Opinión| 2 Nov 2008 - 6:51 pm
El hecho de matar
Por: Lorenzo Madrigal
No pasa lo mismo con la muerte. Con cualquier medio destructivo, salido de la mano del hombre, la frágil condición humana perece, a voluntad del agresor. Medios de destrucción, que llamamos armas, y que en manos de muchos son un juguete con que se amenaza, se enseñorea, se ejerce la libido dominandi sobre los demás y se borra del entorno al indeseable.

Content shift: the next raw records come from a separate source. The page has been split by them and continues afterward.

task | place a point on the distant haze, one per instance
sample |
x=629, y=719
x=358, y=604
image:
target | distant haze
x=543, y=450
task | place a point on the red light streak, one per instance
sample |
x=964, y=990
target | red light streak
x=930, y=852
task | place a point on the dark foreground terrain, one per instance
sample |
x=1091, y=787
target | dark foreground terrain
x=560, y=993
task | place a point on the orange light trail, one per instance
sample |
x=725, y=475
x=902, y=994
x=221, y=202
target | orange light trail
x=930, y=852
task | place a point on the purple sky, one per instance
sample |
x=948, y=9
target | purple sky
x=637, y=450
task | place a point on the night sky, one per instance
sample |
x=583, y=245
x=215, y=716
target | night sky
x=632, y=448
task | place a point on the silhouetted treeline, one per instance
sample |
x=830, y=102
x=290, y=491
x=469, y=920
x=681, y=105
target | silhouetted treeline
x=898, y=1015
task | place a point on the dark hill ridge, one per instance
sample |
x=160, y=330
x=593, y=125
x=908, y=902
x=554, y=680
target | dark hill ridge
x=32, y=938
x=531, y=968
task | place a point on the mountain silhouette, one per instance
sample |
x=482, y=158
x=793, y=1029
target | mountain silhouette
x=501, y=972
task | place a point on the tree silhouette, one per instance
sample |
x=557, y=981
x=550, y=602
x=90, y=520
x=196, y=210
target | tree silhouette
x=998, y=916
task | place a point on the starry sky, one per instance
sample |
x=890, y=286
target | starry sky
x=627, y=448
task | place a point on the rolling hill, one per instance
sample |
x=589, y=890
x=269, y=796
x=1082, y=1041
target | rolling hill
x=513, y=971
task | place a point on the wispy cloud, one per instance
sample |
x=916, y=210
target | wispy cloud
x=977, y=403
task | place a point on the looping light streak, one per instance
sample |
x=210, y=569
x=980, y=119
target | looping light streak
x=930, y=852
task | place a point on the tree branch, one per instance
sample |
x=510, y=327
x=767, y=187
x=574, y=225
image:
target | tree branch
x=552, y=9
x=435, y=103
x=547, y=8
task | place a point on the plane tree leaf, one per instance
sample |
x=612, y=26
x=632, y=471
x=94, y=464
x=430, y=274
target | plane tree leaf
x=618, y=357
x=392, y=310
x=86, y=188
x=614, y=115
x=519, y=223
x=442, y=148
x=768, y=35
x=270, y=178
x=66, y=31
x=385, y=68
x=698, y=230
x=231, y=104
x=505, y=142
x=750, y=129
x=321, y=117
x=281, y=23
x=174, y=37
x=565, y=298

Es, por tanto, de una enorme responsabilidad el uso de las armas y las sociedades constituidas como estados tienen la majestuosa –y privativa– potestad de su uso. De este poder legítimo sobre las armas derivan esos mismos estados la interpretación errónea de considerarse dueños de la vida de los asociados. Legalizan las muertes con sofisticadas leyes y procesos penales para infligir el castigo máximo, sin que tengan para ello la autoridad natural, como que no han creado la vida que destruyen.
A tal punto que “legalizar” es palabra clave en el argot militar y tropero para dar a entender que una muerte puede ser fácil de explicar en papeles, con sellos y constancias de enfrentamientos, que no han sido reales. O que, siendo reales, permiten cobijar bajas con el manto de la confusión. La misma tropa mata a los suyos con fuego amigo, como tantas veces se ha visto y tantas otras se ha ignorado para siempre.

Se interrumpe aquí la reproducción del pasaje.